Interestingly, this pattern was different for ADHD and depression, further highlighting the unique roles that spotlight and supporting ESPCs may play for different problem domains. Specifically, among treatments for ADHD, those with increasing motivation yielded the strongest posttreatment effect sizes. Although increasing motivation was most often tested in conjunction with at least one other ESPC, it appears that this ESPC might be the spotlight for ADHD, which is consistent with evidence on effective psychosocial interventions for youth ADHD (e.g., Evans et al., 2018).

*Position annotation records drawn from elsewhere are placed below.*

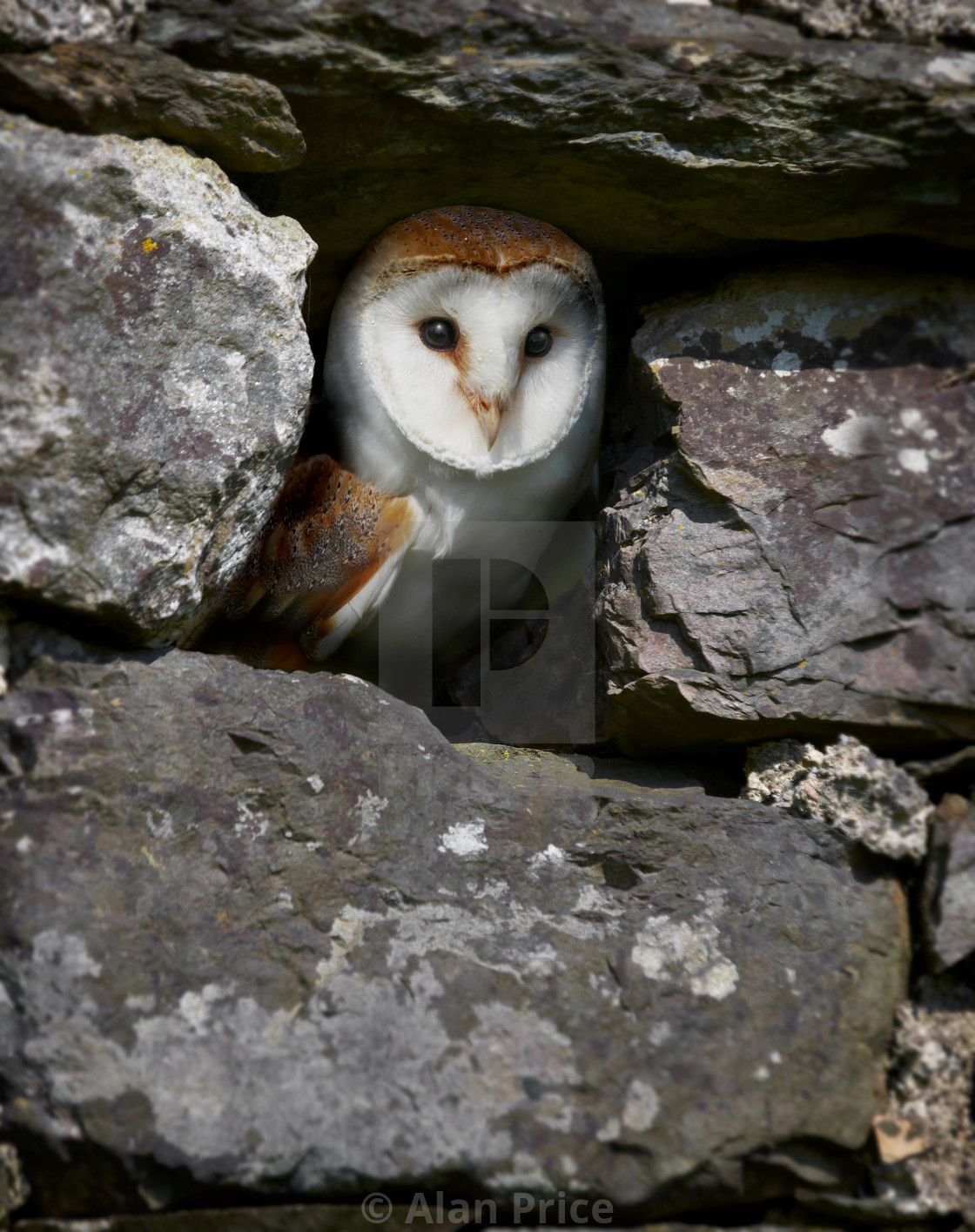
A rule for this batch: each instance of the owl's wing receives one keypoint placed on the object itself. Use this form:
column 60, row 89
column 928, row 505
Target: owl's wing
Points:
column 326, row 555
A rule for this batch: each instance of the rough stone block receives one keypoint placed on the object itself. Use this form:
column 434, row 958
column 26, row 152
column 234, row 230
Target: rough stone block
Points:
column 273, row 932
column 790, row 545
column 154, row 374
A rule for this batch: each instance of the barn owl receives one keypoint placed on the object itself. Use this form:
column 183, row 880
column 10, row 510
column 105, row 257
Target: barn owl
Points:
column 464, row 370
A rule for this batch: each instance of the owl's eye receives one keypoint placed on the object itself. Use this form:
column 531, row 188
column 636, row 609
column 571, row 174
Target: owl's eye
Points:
column 538, row 341
column 439, row 334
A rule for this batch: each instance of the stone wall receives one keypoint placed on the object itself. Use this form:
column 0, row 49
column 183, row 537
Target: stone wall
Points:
column 271, row 941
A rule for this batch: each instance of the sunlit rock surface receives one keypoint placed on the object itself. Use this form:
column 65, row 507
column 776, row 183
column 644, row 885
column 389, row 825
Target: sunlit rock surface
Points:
column 275, row 932
column 240, row 122
column 642, row 130
column 154, row 373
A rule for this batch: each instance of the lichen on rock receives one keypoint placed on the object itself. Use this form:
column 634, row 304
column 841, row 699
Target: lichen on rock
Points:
column 154, row 374
column 865, row 798
column 931, row 1086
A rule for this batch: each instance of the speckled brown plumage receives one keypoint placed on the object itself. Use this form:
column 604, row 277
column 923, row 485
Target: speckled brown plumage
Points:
column 495, row 240
column 326, row 537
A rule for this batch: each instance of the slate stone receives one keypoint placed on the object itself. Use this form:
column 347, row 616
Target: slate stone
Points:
column 642, row 130
column 948, row 893
column 26, row 25
column 240, row 122
column 154, row 374
column 790, row 549
column 272, row 934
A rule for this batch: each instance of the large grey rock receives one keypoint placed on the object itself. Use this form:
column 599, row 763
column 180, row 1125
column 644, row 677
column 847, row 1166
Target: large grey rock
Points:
column 26, row 25
column 273, row 932
column 918, row 21
column 790, row 546
column 154, row 371
column 642, row 130
column 240, row 122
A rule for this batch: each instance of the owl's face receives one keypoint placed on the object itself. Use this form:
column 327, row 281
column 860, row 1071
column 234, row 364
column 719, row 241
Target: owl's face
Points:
column 479, row 335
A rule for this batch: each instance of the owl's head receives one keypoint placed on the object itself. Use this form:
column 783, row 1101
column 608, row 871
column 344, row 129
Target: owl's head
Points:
column 476, row 334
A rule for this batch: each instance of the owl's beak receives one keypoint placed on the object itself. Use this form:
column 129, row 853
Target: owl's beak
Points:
column 489, row 418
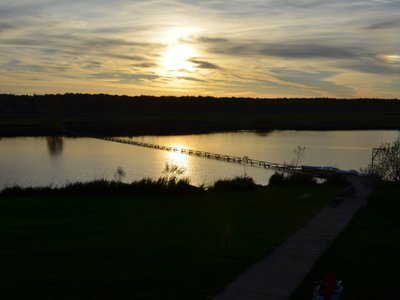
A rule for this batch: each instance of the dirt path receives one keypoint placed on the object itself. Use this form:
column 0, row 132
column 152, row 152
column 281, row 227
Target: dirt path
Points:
column 277, row 276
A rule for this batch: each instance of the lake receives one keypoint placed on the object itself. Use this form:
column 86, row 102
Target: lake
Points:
column 45, row 161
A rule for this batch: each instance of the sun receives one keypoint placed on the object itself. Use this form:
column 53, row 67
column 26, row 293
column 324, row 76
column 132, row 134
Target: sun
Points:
column 176, row 59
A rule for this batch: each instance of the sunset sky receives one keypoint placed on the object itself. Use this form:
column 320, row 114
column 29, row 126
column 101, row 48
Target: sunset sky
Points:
column 270, row 48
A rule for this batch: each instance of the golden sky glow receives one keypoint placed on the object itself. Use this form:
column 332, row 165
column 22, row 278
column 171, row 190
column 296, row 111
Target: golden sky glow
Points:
column 274, row 48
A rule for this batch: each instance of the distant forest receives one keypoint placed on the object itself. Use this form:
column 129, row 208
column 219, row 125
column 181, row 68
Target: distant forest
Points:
column 115, row 115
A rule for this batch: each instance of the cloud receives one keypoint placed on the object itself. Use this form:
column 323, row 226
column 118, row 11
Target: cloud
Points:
column 384, row 25
column 18, row 66
column 204, row 64
column 289, row 50
column 314, row 80
column 123, row 77
column 190, row 78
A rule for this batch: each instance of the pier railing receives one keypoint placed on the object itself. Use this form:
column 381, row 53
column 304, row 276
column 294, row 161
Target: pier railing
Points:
column 210, row 155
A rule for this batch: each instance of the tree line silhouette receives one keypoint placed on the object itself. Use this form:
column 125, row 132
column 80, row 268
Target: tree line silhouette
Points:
column 115, row 114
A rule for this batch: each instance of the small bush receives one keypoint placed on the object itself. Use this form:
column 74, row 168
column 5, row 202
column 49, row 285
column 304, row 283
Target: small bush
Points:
column 297, row 178
column 277, row 179
column 337, row 179
column 301, row 178
column 237, row 183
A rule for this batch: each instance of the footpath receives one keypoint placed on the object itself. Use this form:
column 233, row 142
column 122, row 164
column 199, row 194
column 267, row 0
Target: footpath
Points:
column 278, row 275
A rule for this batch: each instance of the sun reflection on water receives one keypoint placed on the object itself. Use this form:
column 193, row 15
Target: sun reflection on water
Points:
column 177, row 157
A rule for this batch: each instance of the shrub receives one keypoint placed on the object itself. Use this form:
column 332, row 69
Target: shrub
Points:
column 277, row 179
column 337, row 179
column 237, row 183
column 301, row 178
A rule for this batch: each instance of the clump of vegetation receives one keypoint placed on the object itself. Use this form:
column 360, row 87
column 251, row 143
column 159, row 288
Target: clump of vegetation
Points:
column 386, row 162
column 237, row 183
column 172, row 180
column 296, row 178
column 337, row 179
column 173, row 176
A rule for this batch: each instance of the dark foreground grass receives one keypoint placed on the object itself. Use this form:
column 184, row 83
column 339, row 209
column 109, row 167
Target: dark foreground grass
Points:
column 366, row 256
column 143, row 245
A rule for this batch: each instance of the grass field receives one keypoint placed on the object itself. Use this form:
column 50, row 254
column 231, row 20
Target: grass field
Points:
column 366, row 256
column 143, row 246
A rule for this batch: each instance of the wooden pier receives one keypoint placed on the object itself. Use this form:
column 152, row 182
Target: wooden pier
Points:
column 216, row 156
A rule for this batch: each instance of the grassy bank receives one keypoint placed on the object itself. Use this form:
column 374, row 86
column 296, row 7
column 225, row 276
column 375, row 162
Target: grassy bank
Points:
column 366, row 256
column 144, row 245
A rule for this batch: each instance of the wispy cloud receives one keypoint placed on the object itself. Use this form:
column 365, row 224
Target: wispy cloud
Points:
column 255, row 47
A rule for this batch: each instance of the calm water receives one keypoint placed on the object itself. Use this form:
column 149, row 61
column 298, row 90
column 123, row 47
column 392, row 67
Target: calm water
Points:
column 42, row 161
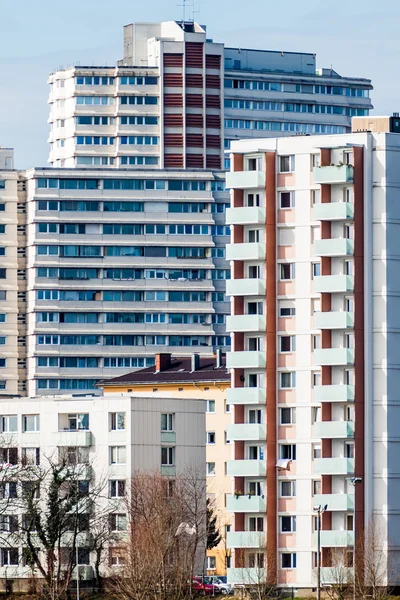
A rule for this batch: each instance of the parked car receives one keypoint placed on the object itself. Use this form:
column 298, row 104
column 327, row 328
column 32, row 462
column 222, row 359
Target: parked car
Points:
column 204, row 589
column 217, row 582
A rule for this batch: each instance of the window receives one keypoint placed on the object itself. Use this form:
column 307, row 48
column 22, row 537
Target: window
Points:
column 211, row 563
column 288, row 451
column 286, row 200
column 316, row 487
column 9, row 423
column 286, row 164
column 287, row 380
column 210, row 468
column 118, row 522
column 30, row 423
column 288, row 560
column 287, row 343
column 117, row 421
column 288, row 489
column 168, row 456
column 117, row 488
column 287, row 416
column 287, row 271
column 288, row 524
column 211, row 406
column 117, row 455
column 316, row 451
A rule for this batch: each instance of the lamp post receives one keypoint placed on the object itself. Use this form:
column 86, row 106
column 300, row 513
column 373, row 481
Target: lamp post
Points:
column 319, row 510
column 354, row 481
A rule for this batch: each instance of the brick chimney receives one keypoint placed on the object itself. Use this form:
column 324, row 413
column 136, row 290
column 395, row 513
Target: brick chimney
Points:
column 163, row 362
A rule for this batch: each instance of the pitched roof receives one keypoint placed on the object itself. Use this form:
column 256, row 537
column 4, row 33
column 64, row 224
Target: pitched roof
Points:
column 179, row 370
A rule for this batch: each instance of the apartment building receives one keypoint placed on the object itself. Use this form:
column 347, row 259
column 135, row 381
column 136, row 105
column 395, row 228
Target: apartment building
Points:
column 187, row 378
column 111, row 437
column 138, row 260
column 177, row 99
column 315, row 298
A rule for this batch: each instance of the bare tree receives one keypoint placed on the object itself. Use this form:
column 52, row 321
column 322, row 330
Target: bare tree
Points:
column 59, row 505
column 376, row 568
column 166, row 537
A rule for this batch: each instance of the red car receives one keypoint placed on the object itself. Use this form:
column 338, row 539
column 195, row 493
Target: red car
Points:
column 204, row 589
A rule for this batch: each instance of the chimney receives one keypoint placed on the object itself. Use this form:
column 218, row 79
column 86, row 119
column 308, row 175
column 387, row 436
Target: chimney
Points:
column 195, row 362
column 163, row 362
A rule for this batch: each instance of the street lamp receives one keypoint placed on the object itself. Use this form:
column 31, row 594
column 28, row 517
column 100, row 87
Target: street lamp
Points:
column 354, row 481
column 319, row 510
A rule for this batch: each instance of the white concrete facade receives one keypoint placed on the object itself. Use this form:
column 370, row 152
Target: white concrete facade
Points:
column 317, row 349
column 117, row 436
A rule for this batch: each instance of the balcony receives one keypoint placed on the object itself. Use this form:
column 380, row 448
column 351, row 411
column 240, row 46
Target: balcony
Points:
column 246, row 539
column 246, row 396
column 334, row 356
column 245, row 251
column 334, row 174
column 245, row 180
column 334, row 575
column 248, row 359
column 334, row 429
column 245, row 215
column 334, row 320
column 334, row 283
column 335, row 539
column 247, row 432
column 333, row 211
column 334, row 247
column 246, row 504
column 245, row 287
column 246, row 323
column 334, row 393
column 340, row 502
column 73, row 438
column 334, row 466
column 246, row 576
column 247, row 468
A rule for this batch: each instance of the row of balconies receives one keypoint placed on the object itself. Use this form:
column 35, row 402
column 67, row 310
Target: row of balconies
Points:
column 322, row 466
column 332, row 174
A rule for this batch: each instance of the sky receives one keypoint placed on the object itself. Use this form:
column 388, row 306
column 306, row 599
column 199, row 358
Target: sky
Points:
column 358, row 38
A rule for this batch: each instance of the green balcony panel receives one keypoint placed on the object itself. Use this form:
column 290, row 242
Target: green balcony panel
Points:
column 334, row 283
column 247, row 468
column 334, row 393
column 246, row 504
column 335, row 502
column 246, row 539
column 334, row 466
column 334, row 247
column 168, row 437
column 248, row 359
column 245, row 215
column 334, row 356
column 333, row 211
column 246, row 396
column 334, row 320
column 247, row 432
column 245, row 180
column 332, row 174
column 245, row 287
column 243, row 323
column 335, row 539
column 246, row 576
column 334, row 429
column 245, row 251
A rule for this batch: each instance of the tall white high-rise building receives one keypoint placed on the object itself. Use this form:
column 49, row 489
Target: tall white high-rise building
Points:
column 177, row 99
column 315, row 345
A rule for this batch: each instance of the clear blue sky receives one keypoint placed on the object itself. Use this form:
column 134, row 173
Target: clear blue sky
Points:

Supporting ESPCs (e.g., solving problems, practicing the positive opposite) may offer gains when used with the spotlight ESPC of increasing motivation but do not appear to be driving therapeutic effects, as evidenced by their relatively small pooled posttreatment effect sizes. Finally, for depression, treatments that included calming and increasing motivation yielded the greatest posttreatment effect sizes. As noted above, treatments for depression commonly included multiple ESPCs. Consequently, it is difficult to disentangle additional possible spotlight ESPCs for this domain. Overall, these results highlight the promising scientific and clinical value of efforts to dismantle depression treatments and identify the potential spotlight ESPC (or ESPCs) for this problem domain (e.g., van den Heuvel et al., 2019).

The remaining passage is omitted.